Batalha aérea, Batalha Externa, Batalha Interna

  Ao céu, uma paisagem limpa é tomada por um rastro da turbina de duas aeronaves de guerra, um frente ao outro, enquanto um descarrega sua metralhadora o outro, gira de um lado para o outro se esquivando dos disparos, ainda olhando seu inimigo pelo retrovisor, consegue observar seus olhos semicerrados e suas sobrancelhas franzidas.
  Seu inimigo não sessa nem por um instante sua enorme metralhadora, em outra trovoada de disparos ele se vê obrigado a manobrar sua aeronave em um giro acrobático, ela ainda o acerta.
  Sua aeronave agora afetada por disparos, libera uma fumaça preta pela asa dianteira, os dois vão da esquerda para a direita deixando apenas rastros no céu.
  Ambos desaparecem e reaparecem em meio as nuvens, sua respiração está ofegante, pensativos em qual estratégia tomar, ele olha para seu marcador, combustível está quase no limite, enquanto a munição do outro está se esvaindo, a aeronave atingida, manobra novamente, agora rumo ao mar fugindo dos disparos, uma fumaça preta turva a mira da, porém não deixa de atirar despercebendo sua munição quase no limite.
  Chegando próximo da água, o da frente aciona as rodas de pouso, que ao tocarem o mar, se quebra, seus estilhaços acertam a outra aeronave que vem logo atrás, tem sua asa também comprometida,  um deles pressiona um colar enquanto o outro olha por relance uma imagem sobre o vidro logo acima da mira.
   Novamente eles se encontram girando no ar como uma dança entre as montanhas gélidas, a neblina logo abaixo atrapalha a visão, Segurando o controle da aeronave, ele quebra seu terço devido a pressão, enquanto o outro não percebe a imagem de sua divindade saindo por uma abertuda do vidro que é espedaçado, estilhaços o acertam deixando-o ainda mais irritado.
  De repente tudo fica lento, a ultima bala é ajeitada à metralhadora, que logo é enviada para seu alvo, seu sorriso é interrompido por um resmungo ao perceber sua munição.
  Os marcadores de combustível chegam no limite, a ação volta ao normal, quando eles se dispersam, com um respiro longo e manobra sua aeronave ao lado de seu inimigo e juntos sobrevoam em meio as nuvens lado a lado. eles se olham, Gotas de sangue caem sobre a aeronave em ruínas, alertas de emergência disparam.
  No fundo da paisagem eles se separam, um pela esquerda, e o outro pela direita, aliviados, liberam a pressão de suas mãos no controle da aeronave.
  As nuvens se abrem dando espaço ao sol, que brilha intensamente naquela paisagem azul celeste.
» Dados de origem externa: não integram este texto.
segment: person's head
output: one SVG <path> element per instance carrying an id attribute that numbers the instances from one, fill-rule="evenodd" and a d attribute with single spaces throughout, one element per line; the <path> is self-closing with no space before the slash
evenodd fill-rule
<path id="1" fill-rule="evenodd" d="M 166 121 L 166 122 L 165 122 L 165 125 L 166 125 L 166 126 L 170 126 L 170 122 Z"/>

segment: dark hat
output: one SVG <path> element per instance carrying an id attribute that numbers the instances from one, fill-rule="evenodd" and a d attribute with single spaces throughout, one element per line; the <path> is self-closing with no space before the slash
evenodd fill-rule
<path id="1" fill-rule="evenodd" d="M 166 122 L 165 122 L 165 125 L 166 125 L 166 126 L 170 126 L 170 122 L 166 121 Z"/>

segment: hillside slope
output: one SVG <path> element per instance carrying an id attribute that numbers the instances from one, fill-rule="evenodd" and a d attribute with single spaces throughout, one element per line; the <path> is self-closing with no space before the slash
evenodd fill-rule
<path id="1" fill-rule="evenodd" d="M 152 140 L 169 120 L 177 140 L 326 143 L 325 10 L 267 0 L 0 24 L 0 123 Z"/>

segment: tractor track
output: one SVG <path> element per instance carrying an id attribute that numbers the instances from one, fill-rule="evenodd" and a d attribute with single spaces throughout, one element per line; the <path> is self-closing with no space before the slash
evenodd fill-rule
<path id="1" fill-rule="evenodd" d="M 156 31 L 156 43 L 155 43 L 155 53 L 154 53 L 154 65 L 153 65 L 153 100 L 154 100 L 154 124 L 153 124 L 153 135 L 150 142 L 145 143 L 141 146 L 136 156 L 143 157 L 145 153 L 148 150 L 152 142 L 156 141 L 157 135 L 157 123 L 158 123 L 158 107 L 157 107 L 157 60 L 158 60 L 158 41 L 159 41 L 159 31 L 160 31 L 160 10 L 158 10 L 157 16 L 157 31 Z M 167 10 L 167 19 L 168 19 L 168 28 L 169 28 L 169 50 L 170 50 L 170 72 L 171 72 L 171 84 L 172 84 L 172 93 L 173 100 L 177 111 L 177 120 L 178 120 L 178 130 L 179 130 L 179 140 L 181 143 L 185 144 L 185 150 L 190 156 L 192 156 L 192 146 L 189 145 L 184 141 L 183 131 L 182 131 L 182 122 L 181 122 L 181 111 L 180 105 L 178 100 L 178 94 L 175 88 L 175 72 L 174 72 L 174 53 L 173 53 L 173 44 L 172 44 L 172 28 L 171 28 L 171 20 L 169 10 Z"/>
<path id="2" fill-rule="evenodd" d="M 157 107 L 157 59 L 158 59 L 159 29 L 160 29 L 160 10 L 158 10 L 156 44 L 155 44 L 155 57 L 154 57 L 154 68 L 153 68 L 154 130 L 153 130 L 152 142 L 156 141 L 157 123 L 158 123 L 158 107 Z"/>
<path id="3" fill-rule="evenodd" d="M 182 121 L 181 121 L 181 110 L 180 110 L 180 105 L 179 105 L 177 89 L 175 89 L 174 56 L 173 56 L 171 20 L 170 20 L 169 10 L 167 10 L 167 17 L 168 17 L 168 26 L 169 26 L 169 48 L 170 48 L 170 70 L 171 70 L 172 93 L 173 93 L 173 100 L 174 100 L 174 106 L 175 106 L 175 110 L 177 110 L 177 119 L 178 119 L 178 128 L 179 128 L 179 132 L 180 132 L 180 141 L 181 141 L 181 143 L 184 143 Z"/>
  Novamente eles se viram para se olharem, ao perceber que estão longe, eles manobram em sentido retorno, com um grito eles arranham seus rostos, e puxam sua pele até que ela sai, a paisagem agora se torna avermelhada, tons de vermelham tomam conta das aeronaves, nuvens, seus rostos estão cobertos de um vermelho beirando o preto, que dificulta a visão de seus rostos sem vida.
  As aeronaves, voam um em direção ao outro, rumo a um impacto direto, próximo ao se chorarem, o ambiente fica lento e em silêncio, não ouve-se nem as hélices ou os motores, abrem a escotilha de vidro, soltam os cintos e saltam para fora da aeronave. lado a lado eles sacam suas armas e se acertam, as aeronaves explodem logo abaixo, tampando os pilotos, em meio a fumaça, pode-se ver apenas lampejos de luzes vindo das armas.
  Num instante as luzes param, duas pistolas são atiradas para fora da fumaça, abaixo surge um seguido por outro paraquedas, que caem sobre o solo coberto de uma camada de neve.
  Feridos ao solo, portam agora facas em uma de suas mãos, seus corpos lutam para se locomover entre a neve, rastejando contra a ventania, como se ela viesse nas duas direções, dificultando ainda mais.
 Um deles é levado pela ventania, enquanto o outro, com um ultimo suspiro árduo se aproxima uma ultima vez, até que tem seu corpo levado pelo vento, seus corpos se tornam parte da neve que é levada pelos ventos, dois traços de poeira entrelaçados deixando diferentes marcas ao céu, e no solo, resta dois caminhos abertos sobre a neve.